PART 2 Transformations & Instancing
I have commpleted the second part of the ray tracer project with the help of glm. Currently my ray tracer can render multiple copies of the same mesh without increasing the memory. I localize the ray to the space of the mesh instance. Spheres can also become elipsoid with scale matrices. Here are the results:
The final one (instanced horse scene) has two lights with shadow and the max number of triangles. I will post the results of that scene.
OpenMP / Release -> 401 sec
A Final Optimization
As a final optimization I implemented AABB for every mesh instance (which culls whose meshes if the ray does not intersect AAABB). Here is the updated timings for the instanced horse scene.

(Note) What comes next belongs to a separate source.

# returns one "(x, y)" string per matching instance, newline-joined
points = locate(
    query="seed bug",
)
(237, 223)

OpenMP / Release -> 401 sec
OpenMP / Release / Mesh AABB -> 160 sec
PART 3 Bounding Volume Hierarchy
In the third part of the project, I implemented BVH for the scene. Leaf nodes holds a single triangle or a sphere. From the previous part, I had the ray-AABB intersection code ready. So this part was fast. I made the BVH a balanced tree by always taking the median of the surface list. The sppedup was tremendous. Here is the timings so far for the instanced horse scene :
OpenMP / Release -> 401 sec
OpenMP / Release / Mesh AABB -> 160 sec
OpenMP / Release / BVH -> 2.3 sec
Other Images & Timings
Dragon : OpenMP / Release / BVH -> 2.3 sec
Killeroo : OpenMP / Release / BVH -> 0.78 sec
Further Optimizations
At this point, I have decided to try some more optimizations to see their effects.Firstly, I tried to get the ray-aabb intersction point and check it it is not far from the current t value for some early return posibilities. Secondly, I knew that in shadow rays once you hit some triangle you should stop iteraation. I used template specialization to remove code duplication and not do any dynamic branches for the real rays. Finally, I tried a data oriented approach at the last. I didn't have any memory access profiler, so this was a blind shot. I pre allocated two big space for the bvh nodes and their bounding boxes. All bvh nodes and their aabb's register themselfs to those spaces in a depth first manner. So when a ray traverse the tree, it always check the consecutive aabb's till it reaches the leaf. Same thing for the bvh nodes as well. However, render time didn't change. There may be a another cache miss or the current code hides the latency well. So my first job when I install the Intel VTune(which is a very good low level cpu profiler), will be to check the miss caches for the ray bvh traversal.
OpenMP / Release / BVH
2.3 sec
OpenMP / Release / BVH /Early out AABB
1.67 sec
OpenMP / Release / BVH /Early out AABB / Shadow early out
1.33 sec
OpenMP / Release / BVH /Early out AABB / Shadow early out / Data oriented bvh nodes and aabbs
1.33 sec